Le deuxième violon devient oiseau à tour, puis l’alto, puis le violoncelle : les quatre chantent ainsi pendant quelques deux minutes et demie. Liberté, apesanteur. 
(C) 2018 Antoine Ouellette SOCAN
 
Après ce temps et alors que les trois autres poursuivent, l’alto chante une mélodique sobre, sereine. «Chante» : je demande à ce que le musicien fredonne cette mélodie tout en la jouant. 
(C) Antoine Ouellette SOCAN

Le silence se fait sur la dernière note tenue de l’alto. Les deux violons font entendre d’autres chants d’oiseaux dans l’extrême aigu. 
(C) 2018 Antoine Ouellette SOCAN
 
Le Quatuor aurait pu se terminer ainsi. Mais nous savons tous les menaces qui planent sur les oiseaux et sur la nature en général.
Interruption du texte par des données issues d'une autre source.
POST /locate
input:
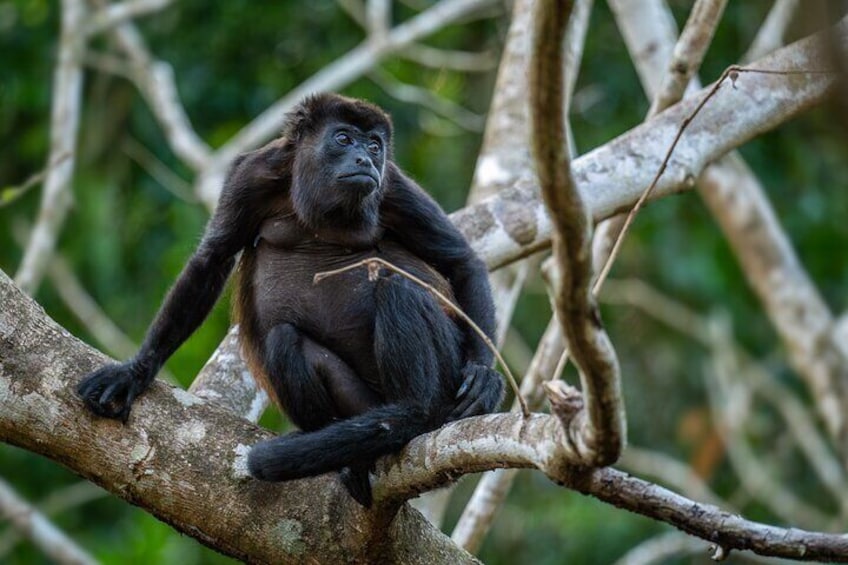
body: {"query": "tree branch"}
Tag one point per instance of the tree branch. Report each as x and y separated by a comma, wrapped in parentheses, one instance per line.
(64, 123)
(598, 431)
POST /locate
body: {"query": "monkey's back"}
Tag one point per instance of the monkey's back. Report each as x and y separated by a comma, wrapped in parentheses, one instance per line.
(276, 287)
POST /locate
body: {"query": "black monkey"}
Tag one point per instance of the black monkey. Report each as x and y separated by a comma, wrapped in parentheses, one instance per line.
(360, 366)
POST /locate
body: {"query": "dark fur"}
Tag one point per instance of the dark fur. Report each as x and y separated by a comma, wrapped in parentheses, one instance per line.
(360, 366)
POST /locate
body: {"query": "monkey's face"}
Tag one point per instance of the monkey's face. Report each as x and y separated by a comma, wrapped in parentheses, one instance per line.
(339, 175)
(355, 157)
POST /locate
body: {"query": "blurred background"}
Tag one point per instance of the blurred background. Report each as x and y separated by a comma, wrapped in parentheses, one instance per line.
(135, 220)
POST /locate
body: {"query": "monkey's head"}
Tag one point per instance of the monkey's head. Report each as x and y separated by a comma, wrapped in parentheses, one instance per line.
(341, 147)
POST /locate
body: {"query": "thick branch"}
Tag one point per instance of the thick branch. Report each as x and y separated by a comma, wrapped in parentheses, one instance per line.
(600, 436)
(184, 459)
(64, 124)
(739, 204)
(689, 52)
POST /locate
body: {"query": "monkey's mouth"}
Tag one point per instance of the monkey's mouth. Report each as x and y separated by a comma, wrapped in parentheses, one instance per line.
(361, 180)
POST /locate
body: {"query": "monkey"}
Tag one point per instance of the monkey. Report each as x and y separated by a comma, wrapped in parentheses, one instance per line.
(360, 366)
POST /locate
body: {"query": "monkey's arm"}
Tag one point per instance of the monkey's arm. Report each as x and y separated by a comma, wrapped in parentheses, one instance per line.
(418, 222)
(111, 390)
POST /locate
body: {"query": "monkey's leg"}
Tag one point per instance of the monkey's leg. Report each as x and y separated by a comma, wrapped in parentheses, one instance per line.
(416, 346)
(314, 386)
(417, 349)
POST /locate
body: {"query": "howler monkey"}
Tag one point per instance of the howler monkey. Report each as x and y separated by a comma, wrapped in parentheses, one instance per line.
(361, 366)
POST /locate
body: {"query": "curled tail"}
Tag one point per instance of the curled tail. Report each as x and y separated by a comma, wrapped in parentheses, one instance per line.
(353, 442)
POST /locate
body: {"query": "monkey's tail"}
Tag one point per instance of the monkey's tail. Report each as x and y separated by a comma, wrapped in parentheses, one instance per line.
(351, 442)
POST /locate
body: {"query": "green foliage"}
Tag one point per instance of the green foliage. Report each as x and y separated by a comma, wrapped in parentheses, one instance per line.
(129, 234)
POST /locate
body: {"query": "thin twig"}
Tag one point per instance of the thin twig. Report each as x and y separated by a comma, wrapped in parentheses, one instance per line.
(373, 264)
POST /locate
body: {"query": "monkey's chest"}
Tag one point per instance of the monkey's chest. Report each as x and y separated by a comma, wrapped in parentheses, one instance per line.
(339, 311)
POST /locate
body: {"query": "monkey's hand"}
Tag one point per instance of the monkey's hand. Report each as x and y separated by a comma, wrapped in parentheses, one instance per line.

Alors, le violoncelle rejoue le motif initial, comme une sourde menace. Et l’œuvre se termine ainsi.
(C) 2018 Antoine Ouellette SOCAN


Autres notes
Que dire d’autre? Les jeux de «climats rythmiques» du Quatuor sont une caractéristique de ma musique (qui diverge alors de l’esthétique beethovenienne). Autre caractéristique ici présente, comme une signature, est que la musique du Quatuor est diatonique de bout en bout, sans aucun chromatisme ni modulation. Le mode utilisé s’apparente à Ré mineur avec le Si bécarre, donc l’échelle Ré, Mi, Fa, Sol, La Si, Do, Ré. Sur ce plan, le Quatuor diverge de l’esthétique traditionnelle de la musique occidentale, et tout particulièrement de l’héritage postromantique et sériel. À nouveau, la musique s’impose à moi ainsi : je ne la force pas.
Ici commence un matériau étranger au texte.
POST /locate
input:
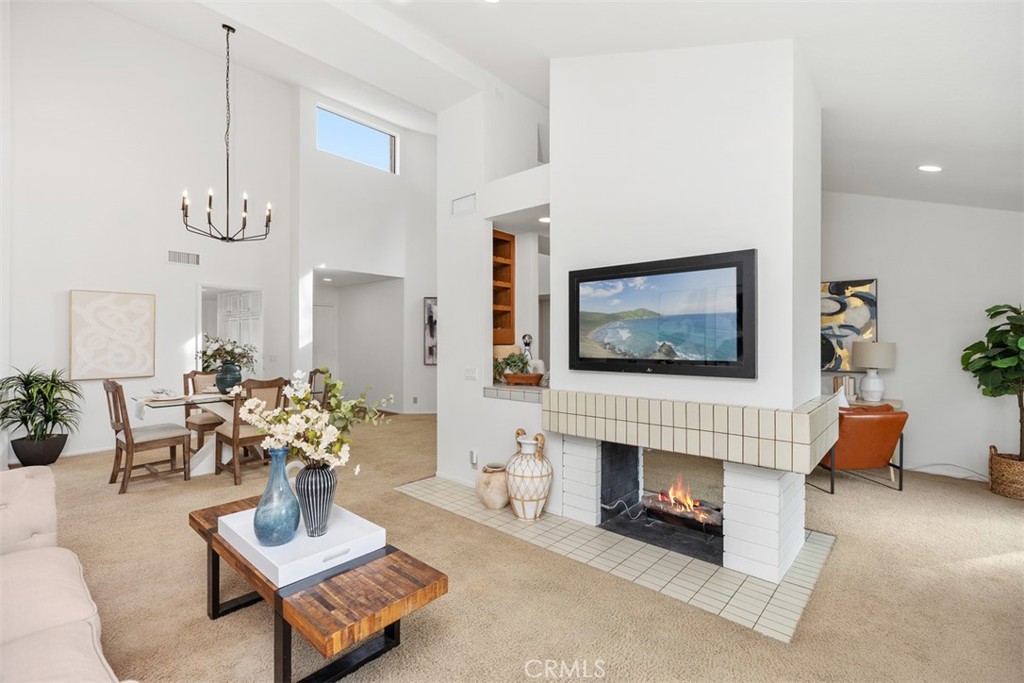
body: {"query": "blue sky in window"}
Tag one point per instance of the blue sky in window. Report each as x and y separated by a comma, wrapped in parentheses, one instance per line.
(669, 294)
(341, 136)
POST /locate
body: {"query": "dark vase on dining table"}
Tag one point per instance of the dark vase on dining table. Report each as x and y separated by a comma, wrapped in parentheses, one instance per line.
(228, 375)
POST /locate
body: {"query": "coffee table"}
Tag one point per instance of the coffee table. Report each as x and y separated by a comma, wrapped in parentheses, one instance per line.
(334, 609)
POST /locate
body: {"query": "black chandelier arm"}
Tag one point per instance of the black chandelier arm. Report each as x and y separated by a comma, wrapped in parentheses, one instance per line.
(233, 237)
(211, 230)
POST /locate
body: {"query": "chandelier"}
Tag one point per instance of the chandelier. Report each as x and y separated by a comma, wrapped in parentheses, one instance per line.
(211, 230)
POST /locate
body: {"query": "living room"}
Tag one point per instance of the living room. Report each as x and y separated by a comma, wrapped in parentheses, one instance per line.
(112, 109)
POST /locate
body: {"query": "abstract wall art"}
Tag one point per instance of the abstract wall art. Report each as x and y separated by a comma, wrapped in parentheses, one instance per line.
(113, 335)
(849, 313)
(430, 331)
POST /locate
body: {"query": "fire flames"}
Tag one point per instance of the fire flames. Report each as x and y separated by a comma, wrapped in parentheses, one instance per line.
(679, 498)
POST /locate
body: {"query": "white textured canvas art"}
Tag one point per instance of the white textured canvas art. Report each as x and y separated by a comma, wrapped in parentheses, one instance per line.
(113, 335)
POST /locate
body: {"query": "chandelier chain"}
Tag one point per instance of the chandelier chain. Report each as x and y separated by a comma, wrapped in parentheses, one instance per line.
(227, 97)
(211, 230)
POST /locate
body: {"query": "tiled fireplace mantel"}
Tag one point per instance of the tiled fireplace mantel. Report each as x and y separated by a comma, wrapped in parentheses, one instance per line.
(765, 454)
(787, 440)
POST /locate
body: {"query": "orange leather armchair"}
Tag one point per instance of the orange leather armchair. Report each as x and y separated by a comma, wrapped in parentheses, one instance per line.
(867, 437)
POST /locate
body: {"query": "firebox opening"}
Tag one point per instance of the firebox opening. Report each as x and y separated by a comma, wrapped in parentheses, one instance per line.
(668, 500)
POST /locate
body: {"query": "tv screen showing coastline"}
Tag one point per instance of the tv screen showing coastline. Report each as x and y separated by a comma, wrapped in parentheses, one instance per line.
(679, 316)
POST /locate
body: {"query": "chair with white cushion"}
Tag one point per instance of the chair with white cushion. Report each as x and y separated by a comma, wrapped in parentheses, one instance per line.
(242, 437)
(197, 420)
(127, 441)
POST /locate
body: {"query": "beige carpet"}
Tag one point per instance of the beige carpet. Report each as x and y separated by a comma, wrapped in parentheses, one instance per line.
(927, 585)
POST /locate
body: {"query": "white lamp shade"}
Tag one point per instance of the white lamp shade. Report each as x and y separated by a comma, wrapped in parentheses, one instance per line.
(873, 354)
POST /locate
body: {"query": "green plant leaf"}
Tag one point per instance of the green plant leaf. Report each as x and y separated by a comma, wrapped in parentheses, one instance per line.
(978, 364)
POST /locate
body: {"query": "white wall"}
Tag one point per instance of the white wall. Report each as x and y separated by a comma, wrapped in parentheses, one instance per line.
(806, 236)
(358, 218)
(680, 153)
(370, 339)
(110, 120)
(938, 267)
(478, 140)
(5, 167)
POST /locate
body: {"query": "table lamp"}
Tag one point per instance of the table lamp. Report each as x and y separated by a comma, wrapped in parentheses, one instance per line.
(872, 356)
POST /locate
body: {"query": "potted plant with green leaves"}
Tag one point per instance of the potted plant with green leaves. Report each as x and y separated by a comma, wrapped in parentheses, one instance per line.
(41, 403)
(997, 363)
(514, 369)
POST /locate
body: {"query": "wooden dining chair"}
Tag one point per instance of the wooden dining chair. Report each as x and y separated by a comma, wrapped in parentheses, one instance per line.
(197, 420)
(127, 441)
(317, 384)
(242, 436)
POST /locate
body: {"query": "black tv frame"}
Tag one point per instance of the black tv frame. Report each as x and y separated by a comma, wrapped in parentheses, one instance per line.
(744, 367)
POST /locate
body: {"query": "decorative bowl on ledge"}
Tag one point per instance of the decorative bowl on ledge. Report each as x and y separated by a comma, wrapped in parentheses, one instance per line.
(516, 378)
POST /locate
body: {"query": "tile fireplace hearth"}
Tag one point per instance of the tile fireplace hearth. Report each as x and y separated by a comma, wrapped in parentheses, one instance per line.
(770, 608)
(765, 456)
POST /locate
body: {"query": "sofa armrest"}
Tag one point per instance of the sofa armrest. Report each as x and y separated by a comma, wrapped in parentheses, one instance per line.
(28, 509)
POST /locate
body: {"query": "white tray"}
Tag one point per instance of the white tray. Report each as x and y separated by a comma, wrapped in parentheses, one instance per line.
(348, 537)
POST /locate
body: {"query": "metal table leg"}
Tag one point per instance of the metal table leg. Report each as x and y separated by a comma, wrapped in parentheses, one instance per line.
(214, 607)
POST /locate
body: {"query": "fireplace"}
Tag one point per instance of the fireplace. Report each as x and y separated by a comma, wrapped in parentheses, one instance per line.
(763, 454)
(669, 517)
Habib Allah, pour La Conférence des oiseaux.
Dans le même ordre idée, ce Quatuor est vraiment un quatuor à cordes. Pur et dur. De l’eau de source. Je sais qu’il y a une sorte de mode d’«ajouter» quelque chose aux quatre instruments, peut-être pour tenter d’«élargir» le cadre du quatuor. Cela avait commencé avec le Quatuor #2 d’Arnold Schoenberg, (1908) dont les deux derniers mouvements ajoutent le chant d’une voix de femme. Mais cette tendance s’est renforcée depuis les dernières décennies. Dans les dits quatuors à cordes de R. Murray Schafer, excellents par ailleurs, on trouve notamment une chanteuse, des gestes de Tai Chi, une harpe éolienne, de la narration poétique, des cris et des voix d’enfants, un second quatuor préenregistré, des percussions, etc. D’autres compositeurs ont ajouté des instruments anciens ou orientaux, etc. L’appellation «symphonie» ne souffre pas d’ajout de voix, par exemple : le mot symphonie signifie «sonne ensemble», et il arrivait que les premières pièces intitulées symphonies incluaient des voix (fin XVIe-début XVIIe siècles). Mais «quatuor à cordes» annonce sans ambiguïté une pièce pour quatre instruments à cordes.

Sources des illustrations: Wikipédia (Domaine public, PD-US) et collection personnelle.